Asian Games: North Korea retracts decision to send cheerleaders

This undated picture released from North Korea's official Korean Central News Agency on August 28, 2014 shows North Korean leader Kim Jong-Un (centre) inspecting the actual parachuting and landing drill of paratrooper units of the Korean People's Arm
This undated picture released from North Korea's official Korean Central News Agency on August 28, 2014 shows North Korean leader Kim Jong-Un (centre) inspecting the actual parachuting and landing drill of paratrooper units of the Korean People's Army at an undisclosed location in North Korea. North Korea announced the same day that it would not be sending any cheerleaders to accompany its athletes at next month's Asian Games in South Korea. -- PHOTO: AFP 

SEOUL (AFP) - North Korea said Thursday it would not send any cheerleaders to accompany its athletes at next month's Asian Games in South Korea.

The decision was announced by Son Kwang-Ho, vice-president of North Korea's National Olympic Committee, according to the South's Yonhap news agency.

"We have decided not to send a cheerleading squad," Son said in a statement broadcast by Pyongyang's state TV monitored by Yonhap.
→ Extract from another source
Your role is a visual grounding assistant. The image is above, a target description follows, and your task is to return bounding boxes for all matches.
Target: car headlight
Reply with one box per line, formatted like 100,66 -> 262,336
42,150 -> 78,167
He accused Seoul of treating North Korean cheerleaders as a political propaganda tool.

"The South called the cheerleading squad political subversives aimed at stirring trouble, and raised issues with its size and even touched on cost that caused working level talks to break down," Yonhap quoted Son as saying in the broadcast.

Initially North Korea had planned to send 350 cheerleaders to the Sept 19 to Oct 4 Games, Asia's biggest sporting event, in the South's western port of Incheon.

But Pyongyang officials walked out of a meeting last month, reportedly after Seoul proposed breaking with its custom of financially supporting sports teams visiting from the North.

North Korean officials, who visited Incheon last week for the Asian Games draw, pledged to dispatch a 273-member delegation made up of athletes and sports officials to the event.

There has so far been no retraction on this.

South Korea said Tuesday that a North Korean plane carrying athletes and officials would be allowed to fly over the sensitive Yellow Sea border, a flashpoint area and scene of bloody clashes in the past.

Tensions have been high between the two countries after the North carried out an extended series of rocket and missile launches.